The following is a code example:

from mindspore import context

context.set_auto_parallel_context(auto_parallel_search_mode="dynamic_programming")
context.get_auto_parallel_context("auto_parallel_search_mode")

strategy_ckpt_load_file

Specifies a path to load the segmentation information of all operators with weights in automatic parallel mode.

The following is a code example:

from mindspore import context

context.set_auto_parallel_context(strategy_ckpt_load_file="./")
context.get_auto_parallel_context("strategy_ckpt_load_file")

strategy_ckpt_save_file

Specifies a path for storing the segmentation information of all operators with weights in automatic parallel mode.

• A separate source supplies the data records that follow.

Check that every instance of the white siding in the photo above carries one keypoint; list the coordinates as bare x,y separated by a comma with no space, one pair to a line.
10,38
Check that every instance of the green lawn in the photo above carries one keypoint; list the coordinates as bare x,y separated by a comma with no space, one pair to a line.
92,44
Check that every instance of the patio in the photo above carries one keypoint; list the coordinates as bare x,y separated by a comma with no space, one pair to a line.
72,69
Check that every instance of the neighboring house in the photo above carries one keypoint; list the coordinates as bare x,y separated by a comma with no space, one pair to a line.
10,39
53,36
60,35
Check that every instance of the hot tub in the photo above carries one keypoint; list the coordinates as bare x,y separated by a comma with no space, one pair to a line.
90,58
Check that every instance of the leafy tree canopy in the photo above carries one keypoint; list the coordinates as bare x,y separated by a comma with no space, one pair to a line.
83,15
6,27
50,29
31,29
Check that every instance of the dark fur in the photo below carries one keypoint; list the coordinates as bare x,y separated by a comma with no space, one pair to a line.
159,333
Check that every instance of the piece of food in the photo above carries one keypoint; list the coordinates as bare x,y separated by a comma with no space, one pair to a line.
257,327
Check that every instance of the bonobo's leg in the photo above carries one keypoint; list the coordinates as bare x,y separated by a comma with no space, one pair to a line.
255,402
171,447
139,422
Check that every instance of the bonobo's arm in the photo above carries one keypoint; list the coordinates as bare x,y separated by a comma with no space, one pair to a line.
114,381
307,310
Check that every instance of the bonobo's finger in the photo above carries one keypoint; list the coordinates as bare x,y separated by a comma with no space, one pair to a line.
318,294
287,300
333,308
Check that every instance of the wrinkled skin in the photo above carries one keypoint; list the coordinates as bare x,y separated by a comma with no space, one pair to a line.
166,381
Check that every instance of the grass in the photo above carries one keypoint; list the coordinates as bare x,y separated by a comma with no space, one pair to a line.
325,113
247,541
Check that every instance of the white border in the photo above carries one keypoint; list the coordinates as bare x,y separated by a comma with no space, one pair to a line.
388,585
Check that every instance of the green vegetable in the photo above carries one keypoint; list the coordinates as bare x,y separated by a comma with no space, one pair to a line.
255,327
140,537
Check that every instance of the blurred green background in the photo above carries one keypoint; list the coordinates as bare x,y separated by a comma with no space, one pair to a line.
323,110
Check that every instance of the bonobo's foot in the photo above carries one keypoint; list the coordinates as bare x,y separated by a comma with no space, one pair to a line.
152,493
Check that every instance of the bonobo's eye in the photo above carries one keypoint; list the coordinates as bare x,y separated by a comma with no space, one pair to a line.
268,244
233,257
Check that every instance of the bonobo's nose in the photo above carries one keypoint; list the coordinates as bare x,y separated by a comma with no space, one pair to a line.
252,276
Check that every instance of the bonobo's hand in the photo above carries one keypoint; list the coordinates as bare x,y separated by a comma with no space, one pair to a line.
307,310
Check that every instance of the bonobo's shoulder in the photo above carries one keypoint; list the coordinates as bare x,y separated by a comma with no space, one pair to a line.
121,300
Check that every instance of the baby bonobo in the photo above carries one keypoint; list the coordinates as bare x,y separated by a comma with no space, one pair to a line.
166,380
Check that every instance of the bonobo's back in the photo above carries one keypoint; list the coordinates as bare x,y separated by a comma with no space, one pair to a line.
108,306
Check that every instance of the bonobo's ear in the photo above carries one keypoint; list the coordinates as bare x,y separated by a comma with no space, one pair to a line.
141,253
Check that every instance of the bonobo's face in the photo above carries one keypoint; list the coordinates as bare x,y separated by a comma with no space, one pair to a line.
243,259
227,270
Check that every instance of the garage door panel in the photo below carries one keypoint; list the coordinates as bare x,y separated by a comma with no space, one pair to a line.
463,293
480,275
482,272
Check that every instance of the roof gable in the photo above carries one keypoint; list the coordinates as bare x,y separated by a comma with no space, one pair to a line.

The following is a code example:

from mindspore import context

context.set_auto_parallel_context(strategy_ckpt_save_file="./")
context.get_auto_parallel_context("strategy_ckpt_save_file")

full_batch

full_batch allows users to determine whether to import datasets in full mode. The default value is False. That is, datasets are imported in data parallel mode. In special scenarios, the performance of full dataset import is better than that of import in data parallel mode. For example, the WideDeep network is used in uneven segmentation scenarios. Therefore, MindSpore provides the full_batch configurable interface.

The following is a code example:

from mindspore import context

context.set_auto_parallel_context(full_batch=False)
context.get_auto_parallel_context("full_batch")

pipeline_stages

pipeline_stages is used to set parallel stage information of pipeline. It is used to show how the machines are distributed in auto_parallel mode in pipeline. Currently pipeline parallel is still under development.

The following is a code example:

from mindspore import context

context.set_auto_parallel_context(parallel_stages=4)
context.get_auto_parallel_context("parallel_stages")

grad_accumulation_step

grad_accumulation_step means the steps where the gradients are accumulated.

The following is a code example:

from mindspore import context
context.set_auto_parallel_context(grad_accumulation_step=4)
context.get_auto_parallel_context("grad_accumulation_step")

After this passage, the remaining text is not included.